# Starting a herd



## HDRider (Jun 15, 2014)

Can someone outline a criteria for buying a starter herd? I am not interested in show animals but rather good commercial goats.

My breed preferences are: Boer, Spanish, Kiko and Savanna.

What shots, papers, inspections, records and such should be on my checklist?


----------



## sassykat6181 (Nov 28, 2012)

I just got into boers. I looked for correct bite, good feet, long bodies with good depth and good muscle. I purchased full bloods but also got a couple high % does I'll be breeding for meat. Good luck!


----------



## crazygoatlady_inthemaking (Apr 25, 2014)

We have boer goats and a correct looking boer has a wide chest and back, muscled and thick hind-end, large bones, medium-longish neck, long body, correct legs(not pigeon toed or post legged), and i would reccomend choosing the traditional style(brown head, white body) or paint colored goats. Thats just the basic i guess.


----------



## Emzi00 (May 3, 2013)

Make sure that they're from clean herds. I know a lot of people who have commercial herds will use registered fullblood boer bucks.


----------



## Tenacross (May 26, 2011)

I would try and find a source of goats that is already doing what you are hoping to do. Same set up etc. Not always easy, but worth trying for.


----------



## Dani-1995 (Mar 11, 2011)

Check hoof health on animals. Commercial herds typically don't plan to do as much up keep. I'd try to get something with some kiko or Spanish influence as these breeds are bred for hardiness. Ive been told black hooves are stronger and less likely to require frequent trimming.
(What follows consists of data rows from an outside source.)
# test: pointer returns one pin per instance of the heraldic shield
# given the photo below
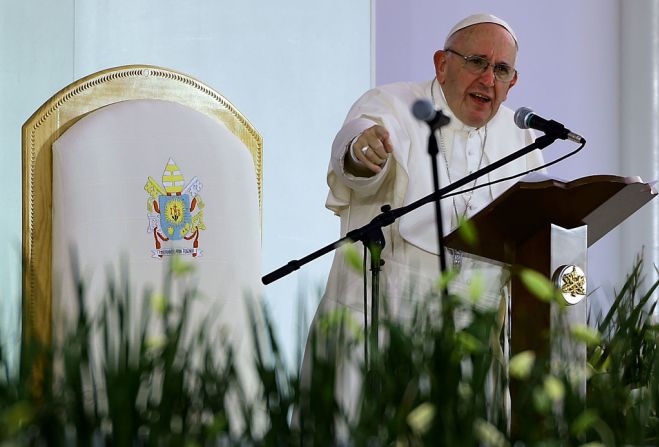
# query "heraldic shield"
(174, 211)
(174, 216)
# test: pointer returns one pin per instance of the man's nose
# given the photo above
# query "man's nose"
(487, 77)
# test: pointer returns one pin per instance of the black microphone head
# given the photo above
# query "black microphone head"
(522, 116)
(423, 110)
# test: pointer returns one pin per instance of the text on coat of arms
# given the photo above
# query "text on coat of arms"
(175, 212)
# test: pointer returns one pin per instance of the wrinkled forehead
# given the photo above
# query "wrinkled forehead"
(478, 19)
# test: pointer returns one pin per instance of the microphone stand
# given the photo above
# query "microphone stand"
(371, 233)
(439, 121)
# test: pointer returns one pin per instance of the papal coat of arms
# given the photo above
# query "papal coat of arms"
(175, 212)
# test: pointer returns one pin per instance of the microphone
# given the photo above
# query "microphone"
(526, 118)
(423, 110)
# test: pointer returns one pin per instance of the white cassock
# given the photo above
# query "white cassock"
(410, 253)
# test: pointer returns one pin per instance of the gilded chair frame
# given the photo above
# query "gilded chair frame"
(59, 113)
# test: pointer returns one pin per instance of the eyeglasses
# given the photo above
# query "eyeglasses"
(478, 65)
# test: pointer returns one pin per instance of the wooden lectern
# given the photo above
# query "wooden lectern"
(545, 225)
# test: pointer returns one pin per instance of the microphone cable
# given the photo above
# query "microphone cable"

I would however keep boer in the mix too because 1 they sell better and 2 they are generally a thicker and stocker made goats. 

Shots would be cdt... it's all I do anyway and I have show goats. I would keep records in treatments tag number, date treated, why, with what, with drawl date and any dates treatment is required after initial dose (like la 200 is 3 to 5 days so I'd put that down too). i woudl also keep kidding records- breedinf date, due date, date kidded, bw of kids, number of kids and it mum need asistance. I'd keep all that in a big book together. I also would keep up with kid growth rate up until 90 days of age... I would note dam and sire on this too.


----------



## JT3 (May 1, 2011)

http://goatsinthegarden.blogspot.com/2009/03/dos-and-donts-of-buying-goats.html

that is a good beginners guide...There are some books out there that aren't bad and are fairly cheap as well on the subject. I would suggest: http://www.amazon.com/Storeys-Guide...&ie=UTF8&qid=1406313284&sr=1-9&keywords=goats


----------



## Spear-B-Ranch (Apr 25, 2014)

My advice is if you have never raised goats before is to buy 5 or so healthy goats. Learn to keep them healthy in your area. Trim feet, give shots, worm, feed requirements and find your market. Set goals. If you like it buy the stock you want a go for it. I think the best advice for marketing is to look for local customers but always set you budget for sale at the local auction house. Any other sales is just icing on the cake.


----------